Although I have been busted countless times before, I have no idea about the consequences of my latest climb. This is my second escalation in Chicago and after my first here, plus New York, San Francisco, Las Vegas and Philadelphia, my punishment will surely be worse than those that went before. Things definitely took a more unfriendly turn in Philadelphia. But who cares? Not me, that's for sure. I am so exultant I could blissfully spend a year in jail. Whatever you've got, throw it at me — I'll take it with a big smile and be grateful for it!

The car pulls away from the press pack and heads to the police station, sirens wailing and lights flashing.

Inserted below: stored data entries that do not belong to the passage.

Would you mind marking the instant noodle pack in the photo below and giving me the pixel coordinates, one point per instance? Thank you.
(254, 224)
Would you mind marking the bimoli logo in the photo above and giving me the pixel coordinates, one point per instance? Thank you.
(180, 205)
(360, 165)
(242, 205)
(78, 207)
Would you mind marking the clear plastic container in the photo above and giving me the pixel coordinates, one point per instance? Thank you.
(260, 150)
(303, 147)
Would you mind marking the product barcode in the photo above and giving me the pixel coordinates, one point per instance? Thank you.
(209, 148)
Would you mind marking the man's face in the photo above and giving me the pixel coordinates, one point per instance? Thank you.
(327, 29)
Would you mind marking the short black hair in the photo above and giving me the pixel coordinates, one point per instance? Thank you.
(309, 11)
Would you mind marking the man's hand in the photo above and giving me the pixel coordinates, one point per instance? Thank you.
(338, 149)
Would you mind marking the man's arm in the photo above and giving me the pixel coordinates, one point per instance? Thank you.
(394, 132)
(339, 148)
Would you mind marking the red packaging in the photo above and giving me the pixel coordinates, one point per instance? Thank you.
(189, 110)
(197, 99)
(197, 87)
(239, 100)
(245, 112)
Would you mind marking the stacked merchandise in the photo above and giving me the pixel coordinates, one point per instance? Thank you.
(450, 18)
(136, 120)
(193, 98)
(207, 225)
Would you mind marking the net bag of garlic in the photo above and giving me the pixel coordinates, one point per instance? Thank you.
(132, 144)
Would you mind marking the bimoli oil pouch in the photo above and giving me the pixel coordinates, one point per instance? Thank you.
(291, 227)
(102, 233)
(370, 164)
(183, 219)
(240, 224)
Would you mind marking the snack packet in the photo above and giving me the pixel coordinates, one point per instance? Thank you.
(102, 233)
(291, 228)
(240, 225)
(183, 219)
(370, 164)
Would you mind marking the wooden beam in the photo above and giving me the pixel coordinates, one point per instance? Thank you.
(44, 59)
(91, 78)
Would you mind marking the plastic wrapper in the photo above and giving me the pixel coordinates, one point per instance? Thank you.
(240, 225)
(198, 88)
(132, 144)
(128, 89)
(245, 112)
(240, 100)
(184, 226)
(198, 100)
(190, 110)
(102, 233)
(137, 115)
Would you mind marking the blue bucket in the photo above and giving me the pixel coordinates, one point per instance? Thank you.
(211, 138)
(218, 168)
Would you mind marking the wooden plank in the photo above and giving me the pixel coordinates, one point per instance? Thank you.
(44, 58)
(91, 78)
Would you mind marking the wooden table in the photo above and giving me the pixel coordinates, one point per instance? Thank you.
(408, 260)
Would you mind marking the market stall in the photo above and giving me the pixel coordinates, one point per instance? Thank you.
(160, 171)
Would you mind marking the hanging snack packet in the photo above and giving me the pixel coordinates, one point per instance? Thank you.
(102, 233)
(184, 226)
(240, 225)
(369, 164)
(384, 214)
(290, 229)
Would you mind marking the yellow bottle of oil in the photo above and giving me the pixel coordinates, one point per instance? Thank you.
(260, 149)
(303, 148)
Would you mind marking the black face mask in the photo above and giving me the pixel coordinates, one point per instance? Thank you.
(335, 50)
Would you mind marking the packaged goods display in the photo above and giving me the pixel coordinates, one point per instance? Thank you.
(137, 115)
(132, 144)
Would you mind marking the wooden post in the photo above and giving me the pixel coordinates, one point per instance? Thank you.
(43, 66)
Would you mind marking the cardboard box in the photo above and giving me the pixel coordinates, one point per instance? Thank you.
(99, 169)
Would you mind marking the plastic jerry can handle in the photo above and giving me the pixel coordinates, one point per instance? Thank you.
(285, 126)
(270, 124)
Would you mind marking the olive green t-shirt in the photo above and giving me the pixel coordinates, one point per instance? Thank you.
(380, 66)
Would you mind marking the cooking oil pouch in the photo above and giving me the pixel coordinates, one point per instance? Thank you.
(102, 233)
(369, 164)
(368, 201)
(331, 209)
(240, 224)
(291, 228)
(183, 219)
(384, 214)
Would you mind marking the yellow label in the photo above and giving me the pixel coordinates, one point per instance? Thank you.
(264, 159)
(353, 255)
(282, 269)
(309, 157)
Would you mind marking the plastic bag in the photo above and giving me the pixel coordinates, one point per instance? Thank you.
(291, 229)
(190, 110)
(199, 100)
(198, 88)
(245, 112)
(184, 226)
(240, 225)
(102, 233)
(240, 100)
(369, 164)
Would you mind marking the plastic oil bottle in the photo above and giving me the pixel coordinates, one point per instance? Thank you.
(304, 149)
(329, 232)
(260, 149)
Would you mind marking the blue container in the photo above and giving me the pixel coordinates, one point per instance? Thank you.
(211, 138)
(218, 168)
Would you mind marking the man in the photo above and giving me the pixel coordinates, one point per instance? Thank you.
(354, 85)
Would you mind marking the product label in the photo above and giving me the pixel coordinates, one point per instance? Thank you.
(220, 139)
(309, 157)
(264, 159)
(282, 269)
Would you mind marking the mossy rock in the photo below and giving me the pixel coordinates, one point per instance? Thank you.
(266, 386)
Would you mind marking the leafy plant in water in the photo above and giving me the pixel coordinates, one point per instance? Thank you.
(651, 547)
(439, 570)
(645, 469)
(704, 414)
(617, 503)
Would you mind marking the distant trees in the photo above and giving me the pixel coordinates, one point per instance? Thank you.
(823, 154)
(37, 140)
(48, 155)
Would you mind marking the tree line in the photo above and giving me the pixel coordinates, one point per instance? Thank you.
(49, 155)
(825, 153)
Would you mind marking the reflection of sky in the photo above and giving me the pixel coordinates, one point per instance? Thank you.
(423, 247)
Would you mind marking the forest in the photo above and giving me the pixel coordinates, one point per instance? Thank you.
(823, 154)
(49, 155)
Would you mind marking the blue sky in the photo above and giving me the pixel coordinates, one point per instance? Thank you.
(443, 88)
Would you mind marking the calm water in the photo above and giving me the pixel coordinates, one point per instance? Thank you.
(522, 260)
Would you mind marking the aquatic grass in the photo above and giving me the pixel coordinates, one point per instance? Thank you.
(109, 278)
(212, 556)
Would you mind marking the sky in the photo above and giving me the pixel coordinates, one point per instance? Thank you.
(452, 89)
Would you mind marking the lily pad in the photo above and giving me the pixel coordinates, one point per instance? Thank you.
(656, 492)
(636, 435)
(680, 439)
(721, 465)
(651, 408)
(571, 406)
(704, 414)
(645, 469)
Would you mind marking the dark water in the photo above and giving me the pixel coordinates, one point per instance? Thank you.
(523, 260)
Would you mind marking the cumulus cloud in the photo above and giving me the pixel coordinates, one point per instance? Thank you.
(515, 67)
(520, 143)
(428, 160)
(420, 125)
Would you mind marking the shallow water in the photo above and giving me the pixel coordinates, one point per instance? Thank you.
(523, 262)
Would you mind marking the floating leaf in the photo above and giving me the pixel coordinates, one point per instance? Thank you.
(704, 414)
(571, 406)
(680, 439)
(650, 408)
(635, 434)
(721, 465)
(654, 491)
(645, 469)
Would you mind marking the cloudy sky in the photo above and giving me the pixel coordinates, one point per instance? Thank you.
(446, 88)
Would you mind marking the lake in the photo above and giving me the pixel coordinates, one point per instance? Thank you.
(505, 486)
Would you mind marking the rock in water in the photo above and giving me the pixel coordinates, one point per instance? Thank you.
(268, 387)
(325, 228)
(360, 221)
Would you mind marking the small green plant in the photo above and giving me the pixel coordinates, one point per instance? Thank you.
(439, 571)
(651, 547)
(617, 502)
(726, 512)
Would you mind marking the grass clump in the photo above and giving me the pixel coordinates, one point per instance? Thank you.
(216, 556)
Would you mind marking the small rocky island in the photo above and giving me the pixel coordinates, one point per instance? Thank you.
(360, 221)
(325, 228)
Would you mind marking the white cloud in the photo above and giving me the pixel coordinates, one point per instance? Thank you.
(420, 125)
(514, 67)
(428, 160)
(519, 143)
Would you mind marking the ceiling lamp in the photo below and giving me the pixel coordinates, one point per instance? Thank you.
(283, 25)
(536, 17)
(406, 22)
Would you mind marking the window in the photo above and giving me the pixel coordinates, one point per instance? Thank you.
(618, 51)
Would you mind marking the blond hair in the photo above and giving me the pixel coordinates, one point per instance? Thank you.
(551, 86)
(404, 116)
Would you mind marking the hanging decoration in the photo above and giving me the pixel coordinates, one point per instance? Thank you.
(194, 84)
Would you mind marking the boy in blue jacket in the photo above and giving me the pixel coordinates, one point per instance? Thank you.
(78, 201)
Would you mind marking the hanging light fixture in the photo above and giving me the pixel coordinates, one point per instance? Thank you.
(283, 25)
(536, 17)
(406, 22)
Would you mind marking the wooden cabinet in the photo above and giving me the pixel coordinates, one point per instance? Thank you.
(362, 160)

At the station I have my fingerprints taken and pose for the obligatory mug shots. Happiness still radiates from me like I am a blazing torch dipped in paraffin, so I can't help beaming a huge smile on what should be very miserable photos. The cop taking the photo is a bit pissed off and tells me to stop smiling and wear a neutral expression, but I just can't stop grinning like a maniac. I can't help it. The criminal record of Alain Robert is filed away in the Chicago police records with a smile that would have got wedged in the revolving doors of the Sears Tower.

Less than two hours later I am exiting the police station with George Andrew. George has paid for my bail. He tells me straight away that loads of journalists want to interview me and that he has offered to defend me pro bono, that is, free of charge and for the public good, as for once he feels he is defending a humorous lawbreaker.

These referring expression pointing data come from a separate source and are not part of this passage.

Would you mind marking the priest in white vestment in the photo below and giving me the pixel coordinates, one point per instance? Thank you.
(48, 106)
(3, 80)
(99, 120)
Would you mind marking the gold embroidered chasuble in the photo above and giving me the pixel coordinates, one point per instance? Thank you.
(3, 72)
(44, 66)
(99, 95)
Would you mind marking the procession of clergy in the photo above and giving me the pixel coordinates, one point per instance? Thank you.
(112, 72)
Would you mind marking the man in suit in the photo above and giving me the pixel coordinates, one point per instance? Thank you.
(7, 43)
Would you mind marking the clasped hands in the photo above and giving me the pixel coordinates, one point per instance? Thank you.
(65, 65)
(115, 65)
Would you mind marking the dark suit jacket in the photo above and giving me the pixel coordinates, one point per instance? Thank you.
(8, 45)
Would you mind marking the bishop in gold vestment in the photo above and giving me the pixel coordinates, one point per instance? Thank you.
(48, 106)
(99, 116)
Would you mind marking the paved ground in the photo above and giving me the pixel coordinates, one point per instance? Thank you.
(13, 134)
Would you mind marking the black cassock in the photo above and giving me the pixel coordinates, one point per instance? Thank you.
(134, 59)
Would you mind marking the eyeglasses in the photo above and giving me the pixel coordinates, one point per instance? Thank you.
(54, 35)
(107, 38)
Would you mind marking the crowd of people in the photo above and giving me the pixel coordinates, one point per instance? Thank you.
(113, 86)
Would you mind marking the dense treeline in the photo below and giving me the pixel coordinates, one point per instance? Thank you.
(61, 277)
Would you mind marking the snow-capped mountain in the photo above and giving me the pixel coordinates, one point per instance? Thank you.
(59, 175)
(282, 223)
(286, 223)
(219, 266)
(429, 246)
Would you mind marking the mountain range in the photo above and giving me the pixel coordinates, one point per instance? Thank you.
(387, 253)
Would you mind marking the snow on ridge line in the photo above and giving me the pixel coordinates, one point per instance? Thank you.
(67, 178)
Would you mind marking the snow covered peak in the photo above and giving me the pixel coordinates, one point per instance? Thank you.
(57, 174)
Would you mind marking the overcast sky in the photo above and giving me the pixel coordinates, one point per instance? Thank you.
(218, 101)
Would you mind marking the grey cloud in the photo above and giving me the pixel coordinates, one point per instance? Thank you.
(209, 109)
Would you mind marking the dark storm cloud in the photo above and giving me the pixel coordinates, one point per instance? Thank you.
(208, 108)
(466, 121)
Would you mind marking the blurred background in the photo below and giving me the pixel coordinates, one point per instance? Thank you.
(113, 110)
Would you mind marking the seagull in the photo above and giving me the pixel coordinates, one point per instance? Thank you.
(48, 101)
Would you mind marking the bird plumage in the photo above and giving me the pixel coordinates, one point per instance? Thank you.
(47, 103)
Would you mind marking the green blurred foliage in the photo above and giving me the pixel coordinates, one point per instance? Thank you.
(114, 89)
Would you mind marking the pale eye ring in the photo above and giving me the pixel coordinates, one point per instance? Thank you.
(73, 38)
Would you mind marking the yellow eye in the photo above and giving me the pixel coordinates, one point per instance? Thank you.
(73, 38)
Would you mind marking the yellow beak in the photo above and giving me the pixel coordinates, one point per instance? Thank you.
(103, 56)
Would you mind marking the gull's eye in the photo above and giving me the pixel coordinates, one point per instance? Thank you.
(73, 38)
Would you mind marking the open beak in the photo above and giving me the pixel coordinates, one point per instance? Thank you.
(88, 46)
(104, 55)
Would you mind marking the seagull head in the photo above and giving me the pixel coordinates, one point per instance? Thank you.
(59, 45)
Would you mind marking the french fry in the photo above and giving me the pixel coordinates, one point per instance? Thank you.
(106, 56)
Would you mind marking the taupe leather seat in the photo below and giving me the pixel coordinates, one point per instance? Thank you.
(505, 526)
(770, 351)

Since there is nothing stopping me leaving American soil I take the return leg of my ticket and leave Chicago, but I return to the city to see George for my lawsuit. On my first court appearance George tells me that if I plead not guilty it may be possible to request a trial by jury. Now this would likely last quite a while, but George reckons I have a good chance of winning it. He thinks that few juries would send me down for what I did.

The bad news is that if I should lose, then I really would get a year in jail. A guilty plea would be much easier to wrap up but of course it would guarantee me a fine and perhaps a brief custodial sentence. How much the fine would amount to or how long the sentence might be, he cannot say, as there is no case he can refer to as a guideline. Well, apart from mine, but that was years ago and things have changed. It largely depends on the judge and his mood.

I head back home to weigh it all up. Back in France I learn that George has negotiated with the prosecutor and in a plea bargain he suggests I should plead guilty to the charge of trespassing on private property, an offence that should result in a minor sentence. I return to the Chicago court once more and make my solemn plea before the judge.

"Guilty, your honour," I declare in answer to the charge of criminal trespass. As defence and prosecution slug it out I sit back and watch the show. It's good entertainment and George seems to enjoy the trial as much as me.

The charge of trespass, as it turns out, is a bit of a masquerade. Since the revolving doors of the Sears Tower start spinning at 6:00am, I committed trespass by climbing the building at 5:45! Strangely enough it is just those 15 minutes that are illegal in the eyes of the law. The rest of the climb is not an issue.

The case quickly wraps up and the judge rules that I am forbidden to climb the Sears Tower before 6:00am for a year! And that's it. No fine, no jail, nothing!

Well done, George. I shake hands with him and thank him for his assistance. George is gracious and tells me he has relished every moment of it, though he too is surprised by the ruling. We hit the bars and celebrate this slapstick conclusion to my incredible adventure in Chicago.